This same attitude is reflected in the opinion of Lord Clark:
When one considers the Icelandic sagas, which are among the great books of the world, one must
admit that the Norsemen produced a culture. But was it civilization? ... Civilization means
something more than energy and will and creative power: something the early Norsemen hadn't got,
but which, even in their time, was beginning to reappear in Western Europe. How can I define it.?
Well, very shortly, a sense of permanence. The wanderers and invaders were in a continual state of
flux. They didn't feel the need to look forward beyond the next March or the next voyage or the
next battle. And for that reason it didn't occur to them to build stone houses, or to write books.
The more carefully one reads these views, the more illogical they appear. Indeed, one must wonder
why highly educated and intelligent European scholars feel so free to dismiss the Vikings with no
more than a passing nod. And why the preoccupation with the semantic question of whether the
Vikings had a "civilization"? The situation is explicable only if one recognizes a long-standing
European bias, springing from traditional views of European prehistory.
Every Western schoolchild is dutifully taught that the Near East is "the cradle of civilization,"
and that the first civilizations arose in Egypt and Mesopotamia, nourished by the Nile and the
Tigris-Euphrates river basins.

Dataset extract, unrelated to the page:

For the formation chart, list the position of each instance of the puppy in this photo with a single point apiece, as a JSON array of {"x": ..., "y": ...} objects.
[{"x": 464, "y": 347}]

From here civilization spread to Crete and Greece, and then to
Rome, and eventually to the barbarians of northern Europe.
What these barbarians were doing while they waited for the arrival of civilization was not known;
nor was the question often raised. The emphasis lay on the process of dissemination, which the
late Gordon Childe summarized as "the irradiation of European barbarism by Oriental civilization."
Modern scholars held this view, as did Roman and Greek scholars before them. Geoffrey Bibby says:
"The history of northern and eastern Europe is viewed from the West and South, with all the
preconceptions of men who considered themselves civilized looking upon men whom they considered
barbarians."
From this standpoint, the Scandinavians are obviously the farthest from the source of
civilization, and logically the last to acquire it; and therefore they are properly regarded as
the last of the barbarians, a nagging thorn in the side of those other European areas trying to
absorb the wisdom and civilization of the East.
The trouble is that this traditional view of European prehistory has been largely destroyed in the
last fifteen years. The development of accurate carbon-dating techniques has made a mess of the
old chronology, which supported the old views of diffusion. It now appears indisputable that
Europeans were erecting huge megalithic tombs before the Egyptians built the pyramids; Stonehenge
is older than the civilization of Mycenaean Greece; metallurgy in Europe may well precede the
development of metalworking skills in Greece and Troy.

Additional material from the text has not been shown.